Presidential Campaign


Newt Gingrich had the line of the night toward the end of the debate
when he complained that the moderator encouraged a level of bickering
that could only make it harder for the GOP to get the White House.

I don’t think Anderson Cooper was really trying to sink the Republican
nominee for president in this debate. He was trying to make an
eight-person debate interesting for television. But if the byproduct is
to make all the candidates look silly, well, mission accomplished.

As Mitt Romney has tried to point out occasionally, we live in complicated times and sometimes the simplest answer is not always the best answer. But giving nuanced explanations in 30-second sound bites is damn near impossible, especially when you have a moderator asking your fiercest opponents to tear your ideas apart in a brief rebuttal.

Most avid Republican primary voters probably have heard that Mitt Romney has a 59-point plan to reform government and revive the economy. But I bet you two people outside the media and Romney campaign have actually looked through it.  Newt Gingrich has a new Contract with the American people. Nobody knows anything about it. And I am sure all of the other campaigns have their own plans, even Rick Perry.

But no plan is as exciting as Herman Cain’s. You know why? Because it is easy to understand and it fits into a 30-second sound bite, and makes for great fodder for faux debates like the one hosted by CNN.

In CNN’s defense, their debate is par for the course. Maximize bickering, minimize complicated discussion. That is what we get in the world of pre-primary debates.

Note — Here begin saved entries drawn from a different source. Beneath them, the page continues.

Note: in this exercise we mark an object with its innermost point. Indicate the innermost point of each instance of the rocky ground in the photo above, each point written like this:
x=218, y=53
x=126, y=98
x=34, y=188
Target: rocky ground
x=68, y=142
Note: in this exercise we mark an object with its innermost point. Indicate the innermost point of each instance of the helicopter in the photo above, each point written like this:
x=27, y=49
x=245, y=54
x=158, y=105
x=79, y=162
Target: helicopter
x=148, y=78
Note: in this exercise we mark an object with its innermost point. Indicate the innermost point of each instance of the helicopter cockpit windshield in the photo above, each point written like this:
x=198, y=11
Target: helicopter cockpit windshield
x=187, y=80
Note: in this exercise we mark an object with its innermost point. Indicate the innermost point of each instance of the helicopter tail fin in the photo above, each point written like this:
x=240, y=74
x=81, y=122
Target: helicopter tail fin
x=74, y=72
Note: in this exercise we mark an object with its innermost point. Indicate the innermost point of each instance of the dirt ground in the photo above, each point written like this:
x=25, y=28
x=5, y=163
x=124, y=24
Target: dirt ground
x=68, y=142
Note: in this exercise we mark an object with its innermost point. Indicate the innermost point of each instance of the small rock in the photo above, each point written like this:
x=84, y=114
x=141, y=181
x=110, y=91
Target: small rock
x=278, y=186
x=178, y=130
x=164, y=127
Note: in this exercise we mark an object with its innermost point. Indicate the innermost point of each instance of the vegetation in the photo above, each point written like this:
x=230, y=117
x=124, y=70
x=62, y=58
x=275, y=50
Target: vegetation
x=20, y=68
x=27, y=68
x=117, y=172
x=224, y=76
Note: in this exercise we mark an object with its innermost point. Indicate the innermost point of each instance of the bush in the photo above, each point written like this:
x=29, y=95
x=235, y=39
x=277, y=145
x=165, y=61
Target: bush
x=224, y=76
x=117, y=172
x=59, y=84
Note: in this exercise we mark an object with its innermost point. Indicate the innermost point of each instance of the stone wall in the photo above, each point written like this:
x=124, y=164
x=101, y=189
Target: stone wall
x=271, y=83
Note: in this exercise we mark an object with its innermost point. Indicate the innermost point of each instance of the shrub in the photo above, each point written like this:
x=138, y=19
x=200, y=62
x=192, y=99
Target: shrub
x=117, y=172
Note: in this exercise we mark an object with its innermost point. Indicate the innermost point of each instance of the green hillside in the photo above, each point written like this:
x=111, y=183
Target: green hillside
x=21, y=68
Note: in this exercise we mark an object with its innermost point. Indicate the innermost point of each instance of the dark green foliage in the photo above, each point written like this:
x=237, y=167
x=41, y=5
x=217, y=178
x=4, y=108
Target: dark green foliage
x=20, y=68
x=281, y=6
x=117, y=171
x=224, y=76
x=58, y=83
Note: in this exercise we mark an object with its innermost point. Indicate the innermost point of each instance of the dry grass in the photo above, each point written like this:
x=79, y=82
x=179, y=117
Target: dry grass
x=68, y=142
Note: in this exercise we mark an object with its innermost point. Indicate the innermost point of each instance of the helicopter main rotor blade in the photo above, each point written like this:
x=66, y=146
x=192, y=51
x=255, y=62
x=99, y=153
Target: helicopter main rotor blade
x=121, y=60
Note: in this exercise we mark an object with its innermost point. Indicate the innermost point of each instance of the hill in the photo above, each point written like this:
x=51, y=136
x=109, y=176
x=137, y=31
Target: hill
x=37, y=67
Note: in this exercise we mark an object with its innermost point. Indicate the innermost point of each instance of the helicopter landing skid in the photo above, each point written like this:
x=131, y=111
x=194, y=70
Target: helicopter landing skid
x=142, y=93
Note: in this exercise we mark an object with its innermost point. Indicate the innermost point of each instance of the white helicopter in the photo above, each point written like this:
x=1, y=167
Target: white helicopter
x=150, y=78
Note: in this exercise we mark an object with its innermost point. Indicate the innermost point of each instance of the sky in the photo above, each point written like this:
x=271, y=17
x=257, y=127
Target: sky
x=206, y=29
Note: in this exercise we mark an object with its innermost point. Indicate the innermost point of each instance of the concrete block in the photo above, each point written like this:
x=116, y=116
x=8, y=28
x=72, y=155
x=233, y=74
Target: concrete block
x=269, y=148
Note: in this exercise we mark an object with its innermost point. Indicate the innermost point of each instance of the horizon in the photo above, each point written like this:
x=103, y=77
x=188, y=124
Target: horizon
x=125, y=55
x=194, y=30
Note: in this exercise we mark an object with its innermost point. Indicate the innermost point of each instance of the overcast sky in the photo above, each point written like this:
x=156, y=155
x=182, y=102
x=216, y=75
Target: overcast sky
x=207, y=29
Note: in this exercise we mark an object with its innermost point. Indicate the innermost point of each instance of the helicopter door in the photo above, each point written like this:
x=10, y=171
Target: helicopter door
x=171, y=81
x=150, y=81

In this world, Newt Gingrich thrives. He has set himself up as the man most likely to beat up both President Obama and the national media. He just loves to whack the Fourth Estate members who deign to ask him a question. And he clawed his way back into the race because he is so good at showing that he has policy depth just as he is taking one more whack at the people the Republican base hates so much.

Romney and Perry clearly don’t like each other very much, and I can’t say I blame them too much. Romney has reason to be peeved at a Perry campaign that keeps raising questions about the Mormon religion. Perry has to be pissed that Romney has called him a slacker when it comes to enforcing immigration laws.

Perry probably should be pretty careful about attacking Romney on hiring an illegal alien. My guess is that the Texas governor is a good deal less pure on this issue than he likes to let on.

Once again, critical questions weren’t really asked: Who is your first hire when you become president? What powers will you give your vice president? How will you run your Cabinet? How will you engage OPEC, APEC, ASEAN and NATO? How will you manage your White House staff? When you hire staff, what is your highest priority: Political loyalty or competence?

These debates provide little insight into how these candidates will actually govern, which is too bad. That is only thing that really matters.